The oldest shipwreck that dates back to Europe’s “Age of Exploration,” which traces its origins to the 15th century, has been discovered in waters off the coast of Oman, a country situated in the southeast portion of the Arabian Peninsula.
A wealth of fantastic artifacts have been recovered in the course of finding the ship. The shipwreck is attributed to the famous Portuguese explorer Vasco da Gama, who made many trips in search of a sea route around the southern tip of Africa. Da Gama is also credited with providing valuable new information for excellent new maps that gave Europeans a more correct concept of how the rest of the world actually looks geographically.
Exploring the Esmeralda
According to historical records, “[da Gama’s ships] were supposed to patrol the waters off the southwest Indian coast and protect the newly established Portuguese factories. Instead, they sailed to the Gulf of Aden between the Arabian Peninsula and Africa, where they looted Arab ships, sparing no lives and burning every ship after their plunder.”
The unbelievably old shipwreck was actually first located in the Omani waters in 1998. It was not until 2013, however, that excavations and exploration of the wreck got underway. The location of the Portuguese ship’s remains in a bay near the Al Hallaniyah island in the Arabian Sea points toward it either belonging to da Gama’s Esmeralda or its sister ship, the São Pedro.
The tiny island resides a mere 28 miles off the mainland. Both ships sunk off of the Omani coast amid a vicious storm in May 1503. Their anchors proved no match for the strong winds that flung the two vessels against the unforgiving rocks of the coast, killing all of those aboard.
While researcher cannot definitely conclude which of the two ships they have found, the fact that the Esmeralda‘s captain’s initials, “VS” (for Vicente Sodré, Vasco da Gama’s uncle on his mother’s side), appear on cannonballs found at the site points toward this wreckage belonging to the Esmeralda rather than the São Pedro.
What Did They Find?
More than 2,800 artifacts have been recovered from the site of the 500-year-old shipwreck, although time (and the ravages of the wreck) has done away with any of the wood of the ship. As is often the case, it was the cannonballs that were the key marker of the origins of the find. Exploration and undersea excavation was conducted in partnership with Oman’s Ministry of Heritage and Culture.

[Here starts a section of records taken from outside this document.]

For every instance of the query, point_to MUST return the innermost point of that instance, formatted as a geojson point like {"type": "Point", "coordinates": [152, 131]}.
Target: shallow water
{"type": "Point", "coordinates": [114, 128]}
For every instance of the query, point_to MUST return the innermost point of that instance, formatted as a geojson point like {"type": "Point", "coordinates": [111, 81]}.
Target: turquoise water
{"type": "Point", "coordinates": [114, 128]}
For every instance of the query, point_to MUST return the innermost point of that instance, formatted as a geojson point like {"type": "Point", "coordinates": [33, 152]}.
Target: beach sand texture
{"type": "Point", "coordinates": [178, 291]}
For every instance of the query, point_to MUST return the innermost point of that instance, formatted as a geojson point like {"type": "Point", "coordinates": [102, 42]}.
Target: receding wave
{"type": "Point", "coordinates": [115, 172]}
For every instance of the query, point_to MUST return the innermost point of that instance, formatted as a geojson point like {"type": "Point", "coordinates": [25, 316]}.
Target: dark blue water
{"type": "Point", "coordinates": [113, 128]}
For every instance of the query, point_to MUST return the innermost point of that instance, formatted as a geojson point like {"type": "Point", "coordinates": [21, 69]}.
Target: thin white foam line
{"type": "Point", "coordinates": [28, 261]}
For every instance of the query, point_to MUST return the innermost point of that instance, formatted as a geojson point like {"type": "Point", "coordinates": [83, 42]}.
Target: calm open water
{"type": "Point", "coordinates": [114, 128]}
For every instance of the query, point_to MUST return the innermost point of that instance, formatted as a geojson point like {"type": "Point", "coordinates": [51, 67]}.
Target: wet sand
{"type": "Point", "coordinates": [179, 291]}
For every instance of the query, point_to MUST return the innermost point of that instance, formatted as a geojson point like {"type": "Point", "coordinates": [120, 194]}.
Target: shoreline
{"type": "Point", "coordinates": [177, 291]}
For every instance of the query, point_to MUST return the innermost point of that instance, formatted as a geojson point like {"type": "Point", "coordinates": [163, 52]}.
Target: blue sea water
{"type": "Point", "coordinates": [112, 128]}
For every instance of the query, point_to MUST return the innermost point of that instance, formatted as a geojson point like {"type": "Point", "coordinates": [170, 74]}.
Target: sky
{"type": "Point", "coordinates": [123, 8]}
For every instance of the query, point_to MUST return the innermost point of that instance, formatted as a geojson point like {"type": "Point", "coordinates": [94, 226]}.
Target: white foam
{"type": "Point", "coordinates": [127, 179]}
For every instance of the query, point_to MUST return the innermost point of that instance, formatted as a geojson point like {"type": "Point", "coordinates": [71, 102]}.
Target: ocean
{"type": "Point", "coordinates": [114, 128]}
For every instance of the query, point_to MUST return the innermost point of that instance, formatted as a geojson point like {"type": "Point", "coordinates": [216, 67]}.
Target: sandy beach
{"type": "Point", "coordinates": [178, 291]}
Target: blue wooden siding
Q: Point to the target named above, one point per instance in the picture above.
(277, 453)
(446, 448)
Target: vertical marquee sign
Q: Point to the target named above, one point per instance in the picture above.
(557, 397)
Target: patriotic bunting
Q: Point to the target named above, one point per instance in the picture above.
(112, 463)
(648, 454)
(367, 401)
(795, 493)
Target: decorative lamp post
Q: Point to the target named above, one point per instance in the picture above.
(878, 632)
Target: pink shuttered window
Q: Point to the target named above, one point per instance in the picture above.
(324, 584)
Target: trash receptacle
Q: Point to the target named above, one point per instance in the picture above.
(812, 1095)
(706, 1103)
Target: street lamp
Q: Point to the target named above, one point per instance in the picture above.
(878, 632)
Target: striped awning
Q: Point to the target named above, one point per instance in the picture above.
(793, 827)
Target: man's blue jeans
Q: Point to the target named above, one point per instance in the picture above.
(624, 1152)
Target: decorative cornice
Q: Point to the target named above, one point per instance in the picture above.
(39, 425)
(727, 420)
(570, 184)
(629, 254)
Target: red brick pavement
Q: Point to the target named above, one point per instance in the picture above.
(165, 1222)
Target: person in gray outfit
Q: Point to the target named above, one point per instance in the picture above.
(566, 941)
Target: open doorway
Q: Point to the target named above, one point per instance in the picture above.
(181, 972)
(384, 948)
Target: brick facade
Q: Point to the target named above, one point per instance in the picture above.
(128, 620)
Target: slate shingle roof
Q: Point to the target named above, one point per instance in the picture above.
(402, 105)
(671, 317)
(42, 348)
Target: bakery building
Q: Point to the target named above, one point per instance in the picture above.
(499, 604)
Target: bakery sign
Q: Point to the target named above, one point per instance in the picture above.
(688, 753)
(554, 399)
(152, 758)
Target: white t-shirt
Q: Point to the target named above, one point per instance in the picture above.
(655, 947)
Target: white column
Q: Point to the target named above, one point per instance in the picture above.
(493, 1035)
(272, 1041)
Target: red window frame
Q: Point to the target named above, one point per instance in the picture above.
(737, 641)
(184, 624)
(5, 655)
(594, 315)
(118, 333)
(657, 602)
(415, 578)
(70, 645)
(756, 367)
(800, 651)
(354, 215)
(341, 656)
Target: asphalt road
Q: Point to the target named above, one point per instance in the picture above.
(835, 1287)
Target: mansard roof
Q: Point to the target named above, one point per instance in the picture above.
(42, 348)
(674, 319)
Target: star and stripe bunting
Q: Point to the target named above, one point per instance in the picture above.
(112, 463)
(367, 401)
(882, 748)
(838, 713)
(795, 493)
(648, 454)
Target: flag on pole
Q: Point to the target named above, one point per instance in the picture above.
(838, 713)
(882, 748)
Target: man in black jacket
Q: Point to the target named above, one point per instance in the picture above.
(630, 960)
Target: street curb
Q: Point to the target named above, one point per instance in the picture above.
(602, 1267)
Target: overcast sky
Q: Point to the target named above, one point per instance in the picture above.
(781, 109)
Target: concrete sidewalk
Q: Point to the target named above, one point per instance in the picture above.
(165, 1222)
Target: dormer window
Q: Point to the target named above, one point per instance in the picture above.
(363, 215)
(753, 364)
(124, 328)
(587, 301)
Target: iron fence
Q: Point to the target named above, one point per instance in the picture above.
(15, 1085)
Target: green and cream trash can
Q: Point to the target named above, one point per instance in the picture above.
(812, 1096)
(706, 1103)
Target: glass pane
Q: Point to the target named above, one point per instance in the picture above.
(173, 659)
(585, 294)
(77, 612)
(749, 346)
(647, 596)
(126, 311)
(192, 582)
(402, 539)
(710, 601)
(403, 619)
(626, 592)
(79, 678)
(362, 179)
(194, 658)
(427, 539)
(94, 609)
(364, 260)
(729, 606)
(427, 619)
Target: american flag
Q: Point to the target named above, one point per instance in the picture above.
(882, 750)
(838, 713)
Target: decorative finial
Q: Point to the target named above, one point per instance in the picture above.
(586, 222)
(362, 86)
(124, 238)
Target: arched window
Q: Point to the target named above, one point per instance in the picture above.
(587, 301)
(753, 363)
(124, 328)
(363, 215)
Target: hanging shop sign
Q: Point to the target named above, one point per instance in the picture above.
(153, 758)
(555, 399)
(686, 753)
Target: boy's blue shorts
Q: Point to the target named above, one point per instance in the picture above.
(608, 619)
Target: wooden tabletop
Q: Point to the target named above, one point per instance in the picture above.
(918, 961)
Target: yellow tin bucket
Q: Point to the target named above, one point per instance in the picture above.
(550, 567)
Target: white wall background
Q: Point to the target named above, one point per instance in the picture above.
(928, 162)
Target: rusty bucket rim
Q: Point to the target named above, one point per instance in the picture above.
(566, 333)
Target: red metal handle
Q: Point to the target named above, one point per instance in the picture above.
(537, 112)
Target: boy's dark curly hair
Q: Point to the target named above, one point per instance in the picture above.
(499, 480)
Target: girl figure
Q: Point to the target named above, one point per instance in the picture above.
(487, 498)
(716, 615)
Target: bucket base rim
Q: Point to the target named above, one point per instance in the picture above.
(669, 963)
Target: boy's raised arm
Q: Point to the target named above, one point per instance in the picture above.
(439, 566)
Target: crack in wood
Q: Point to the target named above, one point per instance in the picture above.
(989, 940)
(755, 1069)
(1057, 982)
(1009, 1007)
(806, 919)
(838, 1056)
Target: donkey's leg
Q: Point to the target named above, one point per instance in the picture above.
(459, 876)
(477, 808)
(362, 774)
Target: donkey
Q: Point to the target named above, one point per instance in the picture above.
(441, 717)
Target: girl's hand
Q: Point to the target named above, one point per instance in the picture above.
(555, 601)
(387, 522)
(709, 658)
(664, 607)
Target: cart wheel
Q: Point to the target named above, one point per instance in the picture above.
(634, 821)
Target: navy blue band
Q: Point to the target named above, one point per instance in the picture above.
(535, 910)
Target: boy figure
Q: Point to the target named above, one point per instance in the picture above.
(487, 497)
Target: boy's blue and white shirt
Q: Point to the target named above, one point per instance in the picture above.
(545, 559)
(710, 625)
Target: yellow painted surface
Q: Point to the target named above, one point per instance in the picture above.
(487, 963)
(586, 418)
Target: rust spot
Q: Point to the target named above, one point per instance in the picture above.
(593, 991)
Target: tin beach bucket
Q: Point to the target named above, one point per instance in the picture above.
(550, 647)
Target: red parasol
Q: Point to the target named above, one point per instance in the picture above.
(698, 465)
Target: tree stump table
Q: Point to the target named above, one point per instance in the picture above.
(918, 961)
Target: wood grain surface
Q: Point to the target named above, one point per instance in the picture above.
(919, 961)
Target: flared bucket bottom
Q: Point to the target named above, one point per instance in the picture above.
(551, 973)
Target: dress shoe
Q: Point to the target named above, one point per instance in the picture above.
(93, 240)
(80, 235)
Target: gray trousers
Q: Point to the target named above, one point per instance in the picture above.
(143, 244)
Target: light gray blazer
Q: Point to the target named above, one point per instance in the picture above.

The main discoveries included a bronze bell inscribed with “1498,” suggestive of the year the ship was build; a copper disc that bears the Portuguese coat of arms; a slew of gold coins from Lisbon (the Portuguese capital) dating between 1495 and 1501; and an exceptionally rare silver coin known as “Indio” that was intended for trade with India (where Portuguese ships were typically headed). The Indio coin is one of just two known extent specimens.